Each time I tried to climb back up our family was hit with another
hardship, and I wondered if the universe was telling me this wasn’t
meant to be.
This
last attempt- which I don’t even think was much different from the
rest, but it ended up being the final one- came to fruition because
life hit me with how short it was once again. My little sister was
thirty-seven with two young kids. She knew my characters well and
even chose my lead character’s muse for me many years before.
(Message
me, because I’m not admitting that tidbit on public media because
who am I kidding it’s turned into a fangirl crush at this point.
One I happily shared with her.)
One
December day shortly after her death the second realization came,
she’d never see me finish.
So
on January 1st, I started my manuscript over. I fine-tuned the story
for who-knows-what-number-of-times. I kept some things, added some
things, trashbinned some others.
To
make it more exciting, my computer lost my manuscript for a few days.
My brain had been struggling to keep up on important things like
back-ups. I felt embarrassed, and like I’d been hit with a
sledgehammer of truth that maybe I just couldn’t manage this.
Then,
a friend kindly recovered my book for me, including making automatic
backing up effortless, but through the process my repetitive stress
injuries in my wrists got so bad I could barely type.
About
this time a friend approached me about a writing workshop she
believed in, Renegade
Writer’s Group.
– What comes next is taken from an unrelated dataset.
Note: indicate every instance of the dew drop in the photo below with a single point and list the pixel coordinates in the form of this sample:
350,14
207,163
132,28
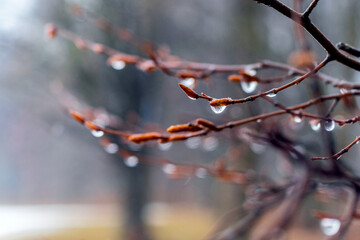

My friend T had witnessed my challenges I’d
been trying to overcome, and she graciously helped me get into the
class. Thirty days of writing 1,000 words everyday, which would just
about put me at the end of my first novel.
Since
I couldn’t type, I began handwriting everyday, then would transfer
with a speech to text program called Dragon
Naturally Speaking. There were several bumps in this process,
besides, you know writing for several hours a day, but I was getting
the word-counts in spite of them. Somehow, with the combination of
writing in my sister’s memory, committing to daily word counts that
I shared with others, doing this alongside other women writers, and
giving myself the permission to suck I managed to push through each
moment of doubt, each little voice that said how exposed this would
make me.
This
was at least thirty times I
just made that number up
more
challenging than I could have ever imagined, and really this is just
the start. There’s a list of people, blog posts, writing groups,
friends, family, books, along with healed and broken bits of myself
that contributed to the accomplishment. No matter what comes of this
manuscript, whether people love it, or hate it, or never even read
it,
I
accomplished a dream.
A big one, that took me thousands of hours and touched every area of
my life.
I’m overcoming fears. And maybe I always have, and I’ve just yet to recognize my worth.